Luc Tuymans, Angel Vergara et Catherine De Zegher appellent à créer un musée d’Art moderne.

La mobilisation se poursuit pour qu’on crée à Bruxelles un musée d’Art moderne et contemporain. L’annonce de la fermeture sine die du musée d’Art moderne dépendant du musée des Beaux-arts, la vente au MoMA de la collection Daled et les incertitudes sur le sort de la collection Dexia inquiètent. Bruxelles risque bien d’être une des seules capitales au monde à ne pas avoir de musée d’Art moderne et contemporain rendant compte de son passé récent, montrant aux jeunes artistes et au grand public l’art qui s’est développé ces dernières années et qui est en train de se faire. Le choix de consacrer l’ancien musée d’Art moderne à l’art de la fin du XIXe semble irrémédiable. Le silence des pouvoirs publics est en tout cas éloquent. La possibilité de créer un nouveau musée, en un geste architectural fort, est portée par le sénateur Alain Courtois (MR) qui doit réunir ces jours-ci un comité d’accompagnement. Mais cela reste, à ce stade, théorique.

Dans « De Standaard », les artistes Luc Tuymans et Angel Vergara, avec Catherine De Zegher qui dirigea longtemps le Drawing center à New York et qui dirige aujourd’hui la Biennale de Sidney, signent un appel à la création d’un musée d’Art moderne à Bruxelles. « Pourquoi Bruxelles ne peut-elle faire ce que font Madrid et Bâle ? L’Art moderne et contemporain sont quasi absents aujourd’hui du paysage bruxellois (NdlR : Bozar, Wiels, Argos n’ont pas de collections propres). Il n’y a pas de ville qui se respecte sans un musée d’Art moderne. Il est temps d’agir. Les jeunes artistes ont la nécessité d’avoir un dialogue avec les générations précédentes, nationales et internationales. »

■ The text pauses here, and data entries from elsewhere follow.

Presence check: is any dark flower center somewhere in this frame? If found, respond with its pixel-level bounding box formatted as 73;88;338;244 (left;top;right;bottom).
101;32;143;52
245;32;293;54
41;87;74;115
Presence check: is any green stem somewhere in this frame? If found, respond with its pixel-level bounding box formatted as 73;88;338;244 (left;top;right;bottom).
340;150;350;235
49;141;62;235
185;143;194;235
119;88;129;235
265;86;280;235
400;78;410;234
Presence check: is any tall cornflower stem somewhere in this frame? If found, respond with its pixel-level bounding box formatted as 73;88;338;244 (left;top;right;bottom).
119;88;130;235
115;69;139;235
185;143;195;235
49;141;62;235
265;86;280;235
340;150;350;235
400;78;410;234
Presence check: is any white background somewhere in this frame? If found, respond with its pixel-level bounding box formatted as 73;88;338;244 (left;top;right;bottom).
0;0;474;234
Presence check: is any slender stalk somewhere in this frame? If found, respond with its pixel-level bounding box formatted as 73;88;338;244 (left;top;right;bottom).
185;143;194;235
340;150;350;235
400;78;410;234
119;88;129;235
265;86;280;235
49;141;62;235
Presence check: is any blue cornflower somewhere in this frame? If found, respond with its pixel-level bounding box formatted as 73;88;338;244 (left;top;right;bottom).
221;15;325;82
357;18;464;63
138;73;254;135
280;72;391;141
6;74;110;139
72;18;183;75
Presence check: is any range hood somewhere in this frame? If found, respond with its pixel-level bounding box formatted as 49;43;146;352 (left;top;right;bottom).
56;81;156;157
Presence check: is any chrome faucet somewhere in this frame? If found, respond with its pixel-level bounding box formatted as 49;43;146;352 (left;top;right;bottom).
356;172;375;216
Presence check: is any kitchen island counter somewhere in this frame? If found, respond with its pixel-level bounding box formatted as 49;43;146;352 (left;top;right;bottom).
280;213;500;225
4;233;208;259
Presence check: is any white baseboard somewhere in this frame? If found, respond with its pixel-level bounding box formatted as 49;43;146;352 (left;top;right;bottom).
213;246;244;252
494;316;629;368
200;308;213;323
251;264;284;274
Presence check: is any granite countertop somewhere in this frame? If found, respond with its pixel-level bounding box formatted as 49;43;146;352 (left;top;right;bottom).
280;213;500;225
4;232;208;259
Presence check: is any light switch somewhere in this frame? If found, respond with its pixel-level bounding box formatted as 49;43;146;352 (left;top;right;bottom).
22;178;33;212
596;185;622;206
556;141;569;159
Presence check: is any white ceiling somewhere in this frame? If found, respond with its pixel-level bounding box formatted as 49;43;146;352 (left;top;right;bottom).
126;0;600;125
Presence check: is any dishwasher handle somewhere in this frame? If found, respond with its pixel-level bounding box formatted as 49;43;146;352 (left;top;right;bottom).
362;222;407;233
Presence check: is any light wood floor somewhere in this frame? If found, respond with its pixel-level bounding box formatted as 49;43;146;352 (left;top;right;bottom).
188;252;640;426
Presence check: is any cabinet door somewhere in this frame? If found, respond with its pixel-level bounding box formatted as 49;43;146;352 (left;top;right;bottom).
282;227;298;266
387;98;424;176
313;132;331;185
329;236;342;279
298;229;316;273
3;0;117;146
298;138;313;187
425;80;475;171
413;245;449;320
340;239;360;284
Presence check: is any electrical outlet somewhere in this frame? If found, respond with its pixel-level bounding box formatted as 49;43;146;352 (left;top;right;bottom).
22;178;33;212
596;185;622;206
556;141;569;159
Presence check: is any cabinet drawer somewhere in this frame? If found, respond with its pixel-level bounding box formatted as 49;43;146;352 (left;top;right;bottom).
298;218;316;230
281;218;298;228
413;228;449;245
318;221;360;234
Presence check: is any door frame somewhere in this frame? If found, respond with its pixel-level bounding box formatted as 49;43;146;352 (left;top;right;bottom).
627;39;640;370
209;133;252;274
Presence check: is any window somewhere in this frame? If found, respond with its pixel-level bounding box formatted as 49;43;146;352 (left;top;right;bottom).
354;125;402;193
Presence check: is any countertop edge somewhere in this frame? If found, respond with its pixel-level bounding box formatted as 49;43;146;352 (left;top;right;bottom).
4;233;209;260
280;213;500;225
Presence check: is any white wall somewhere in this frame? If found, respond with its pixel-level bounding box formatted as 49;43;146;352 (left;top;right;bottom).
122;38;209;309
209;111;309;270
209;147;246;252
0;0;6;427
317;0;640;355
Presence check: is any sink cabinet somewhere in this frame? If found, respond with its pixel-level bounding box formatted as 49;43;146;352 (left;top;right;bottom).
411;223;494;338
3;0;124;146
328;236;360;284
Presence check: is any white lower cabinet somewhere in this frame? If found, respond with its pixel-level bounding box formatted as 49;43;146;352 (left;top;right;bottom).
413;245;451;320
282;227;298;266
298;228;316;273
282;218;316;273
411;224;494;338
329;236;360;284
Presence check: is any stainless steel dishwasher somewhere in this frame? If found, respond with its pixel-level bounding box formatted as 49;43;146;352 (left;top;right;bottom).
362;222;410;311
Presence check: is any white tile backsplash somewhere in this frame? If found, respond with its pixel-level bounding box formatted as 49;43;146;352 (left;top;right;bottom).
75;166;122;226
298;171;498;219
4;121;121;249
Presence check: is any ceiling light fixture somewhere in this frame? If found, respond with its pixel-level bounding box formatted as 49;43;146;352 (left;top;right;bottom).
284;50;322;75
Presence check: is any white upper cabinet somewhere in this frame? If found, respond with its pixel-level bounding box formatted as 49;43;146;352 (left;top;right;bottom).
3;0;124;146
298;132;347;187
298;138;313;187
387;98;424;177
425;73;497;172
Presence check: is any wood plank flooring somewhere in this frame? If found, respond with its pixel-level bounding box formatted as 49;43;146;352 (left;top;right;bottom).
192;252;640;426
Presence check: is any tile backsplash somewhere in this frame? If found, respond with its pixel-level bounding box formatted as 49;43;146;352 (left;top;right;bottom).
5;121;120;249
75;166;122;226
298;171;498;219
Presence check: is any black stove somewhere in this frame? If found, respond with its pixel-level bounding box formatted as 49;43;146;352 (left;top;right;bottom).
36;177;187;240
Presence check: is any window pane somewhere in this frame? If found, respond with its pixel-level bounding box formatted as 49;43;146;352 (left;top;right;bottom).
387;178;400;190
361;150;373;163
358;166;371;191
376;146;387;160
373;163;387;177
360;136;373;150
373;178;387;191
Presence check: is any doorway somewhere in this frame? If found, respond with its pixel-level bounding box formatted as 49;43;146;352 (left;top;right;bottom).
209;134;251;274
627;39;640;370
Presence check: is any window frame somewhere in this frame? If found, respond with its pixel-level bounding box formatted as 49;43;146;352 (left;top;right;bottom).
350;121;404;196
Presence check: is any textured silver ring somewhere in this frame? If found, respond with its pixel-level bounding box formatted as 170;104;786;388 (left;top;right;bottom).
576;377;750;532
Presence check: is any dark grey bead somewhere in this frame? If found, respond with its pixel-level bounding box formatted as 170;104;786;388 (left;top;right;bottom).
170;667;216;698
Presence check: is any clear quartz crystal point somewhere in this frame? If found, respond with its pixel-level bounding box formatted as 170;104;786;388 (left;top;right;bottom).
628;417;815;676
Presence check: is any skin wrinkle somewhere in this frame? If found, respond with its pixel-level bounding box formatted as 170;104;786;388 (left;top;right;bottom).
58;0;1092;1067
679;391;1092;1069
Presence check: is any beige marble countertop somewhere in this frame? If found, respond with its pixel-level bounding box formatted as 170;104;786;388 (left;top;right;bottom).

Ils plaident pour la création d’une « maison de l’art » comme le Schaulager à Bâle, qui cumulerait des espaces de stockage (avec des possibilités garanties de conservation et de restauration) et des lieux d’exposition. Ils estiment qu’un tel lieu pourrait un jour accueillir les collections publiques (Beaux-arts, Banque nationale, SNCB), celles des entreprises (ING, Dexia, Lhoist, Belgacom) et celles de collectionneurs privés qui, aujourd’hui, n’ont pas le moindre intérêt ni possibilité de laisser leurs œuvres à Bruxelles. « Beaucoup de collectionneurs qui arrivent à un certain âge se posent, à très court terme, la question de l’avenir de leur collection. Mais il n’y a pas de législation favorisant ce rapport entre collectionneurs privés et institutions publiques. » Ils entendent que des projets s’ébauchent, mais demandent de « placer la barre très haut ».